OHDSI / Vocabulary-v5.0

Build process for the OHDSI Standardized Vocabularies. Currently not available as independent release.
The Unlicense
206 stars 73 forks source link

Possible duplicate Brand Names in RxNorm and RxNorm Extension #950

Open thisismexp opened 5 months ago

thisismexp commented 5 months ago

Describe the problem in content or desired feature
There are valid Brand Names in the RxNorm and RxNorm Extension vocabulary that differ only in their capitalization or only by having an extra space in them. This issue seems to be more prevalent in RxNorm Extension, but affects both vocabularies.

How to find it

WITH names as (SELECT DISTINCT concept_name
               FROM CONCEPT
               WHERE vocabulary_id IN ('RxNorm', 'RxNorm Extension')
                 AND concept_class_id = 'Brand Name'
                 AND invalid_reason = '')
SELECT *
FROM names
GROUP BY REPLACE(lower(concept_name), ' ', '')
HAVING count(*) > 1;

Expected adjustments
Investigate, deprecate one of the duplicates and adjust all related concepts.

Additional context - Examples concept_id concept_name vocabulary_id concept_class_id
44022153 Vitaplex RxNorm Extension Brand Name
44022295 Vita Plex RxNorm Extension Brand Name

or

concept_id concept_name vocabulary_id concept_class_id
19013606 AT 10 RxNorm Brand Name
21017917 AT10 RxNorm Extension Brand Name
TinyRickC137 commented 5 months ago

Thank you for this catch.

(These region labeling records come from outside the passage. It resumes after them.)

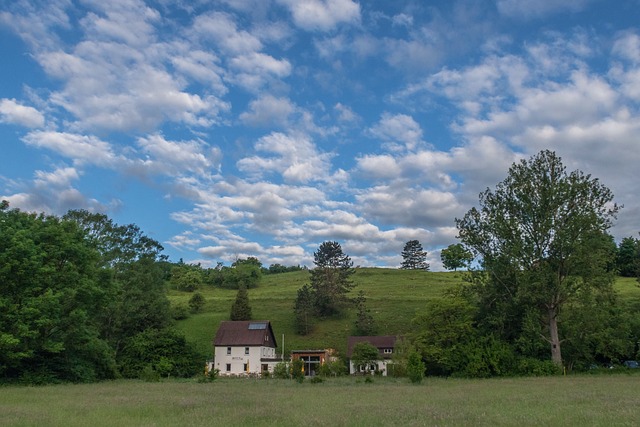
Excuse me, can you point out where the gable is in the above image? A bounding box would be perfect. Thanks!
[213,320,277,347]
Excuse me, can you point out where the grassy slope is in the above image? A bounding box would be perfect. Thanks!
[170,268,640,362]
[0,375,640,427]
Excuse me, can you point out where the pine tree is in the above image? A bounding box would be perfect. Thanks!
[400,240,429,270]
[311,242,355,317]
[231,286,251,320]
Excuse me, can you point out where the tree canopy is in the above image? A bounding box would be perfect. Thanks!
[456,151,619,364]
[400,240,429,270]
[311,242,355,317]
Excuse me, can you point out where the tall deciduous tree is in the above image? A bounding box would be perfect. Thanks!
[400,240,429,270]
[440,243,473,271]
[456,151,619,364]
[311,242,355,316]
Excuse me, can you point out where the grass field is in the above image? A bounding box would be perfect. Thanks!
[0,374,640,427]
[169,268,640,357]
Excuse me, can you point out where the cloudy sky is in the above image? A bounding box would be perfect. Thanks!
[0,0,640,270]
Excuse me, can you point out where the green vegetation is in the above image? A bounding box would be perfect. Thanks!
[0,375,640,427]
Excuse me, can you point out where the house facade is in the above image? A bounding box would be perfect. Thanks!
[347,335,396,376]
[213,320,282,376]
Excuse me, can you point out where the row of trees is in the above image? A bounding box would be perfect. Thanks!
[0,201,201,383]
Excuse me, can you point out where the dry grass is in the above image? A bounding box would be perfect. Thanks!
[0,375,640,426]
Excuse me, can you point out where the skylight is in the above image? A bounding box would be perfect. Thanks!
[249,322,267,330]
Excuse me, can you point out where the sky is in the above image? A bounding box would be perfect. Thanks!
[0,0,640,271]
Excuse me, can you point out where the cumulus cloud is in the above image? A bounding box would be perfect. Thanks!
[0,99,44,128]
[277,0,360,31]
[369,113,423,151]
[24,131,118,166]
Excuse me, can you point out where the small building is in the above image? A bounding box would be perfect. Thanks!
[291,349,337,377]
[213,320,282,376]
[347,335,396,376]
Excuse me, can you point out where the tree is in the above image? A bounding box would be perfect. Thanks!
[293,284,314,335]
[616,237,640,277]
[311,242,355,317]
[440,243,473,271]
[351,341,380,372]
[0,201,116,383]
[407,350,425,384]
[400,240,429,270]
[355,291,377,335]
[456,151,619,365]
[230,286,252,320]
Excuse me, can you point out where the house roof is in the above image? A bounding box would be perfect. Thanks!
[213,320,278,347]
[347,335,396,358]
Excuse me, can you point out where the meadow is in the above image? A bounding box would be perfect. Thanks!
[0,374,640,427]
[169,268,640,357]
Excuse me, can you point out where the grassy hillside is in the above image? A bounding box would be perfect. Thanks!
[169,268,640,362]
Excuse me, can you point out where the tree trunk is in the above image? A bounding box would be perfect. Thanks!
[549,306,562,366]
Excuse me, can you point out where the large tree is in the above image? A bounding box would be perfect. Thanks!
[311,242,355,317]
[440,243,473,271]
[400,240,429,270]
[456,151,619,364]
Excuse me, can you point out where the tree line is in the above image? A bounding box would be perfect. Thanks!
[0,201,202,384]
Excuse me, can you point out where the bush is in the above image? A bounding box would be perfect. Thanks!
[273,362,289,380]
[516,357,562,377]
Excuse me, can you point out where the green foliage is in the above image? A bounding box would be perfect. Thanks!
[0,204,116,383]
[318,360,348,377]
[400,240,429,271]
[273,362,289,380]
[118,329,202,378]
[407,351,425,384]
[616,237,640,277]
[170,264,203,292]
[189,292,207,313]
[456,151,619,364]
[229,286,252,320]
[355,290,378,335]
[351,341,380,372]
[311,242,355,317]
[440,243,473,271]
[289,359,304,382]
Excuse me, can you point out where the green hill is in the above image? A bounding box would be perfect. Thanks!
[169,268,640,357]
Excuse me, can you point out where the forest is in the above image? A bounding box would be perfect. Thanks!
[0,152,640,384]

They are duplicates, we are focusing on other domains at the moment, but the Drug overhaul is coming soon. Please stay tuned, we post our planned activities here: Roadmap.

thisismexp commented 5 months ago

@TinyRickC137 thanks for the fast reply, I discovered some more issues (mainly with RxNorm/RxE). Do you mind if I just go ahead and open them?

TinyRickC137 commented 5 months ago

@thisismexp Could you please go through the issues first? I believe most of them exist already. You can use tags.

thisismexp commented 5 months ago

Sure, I do my best to not post duplicates.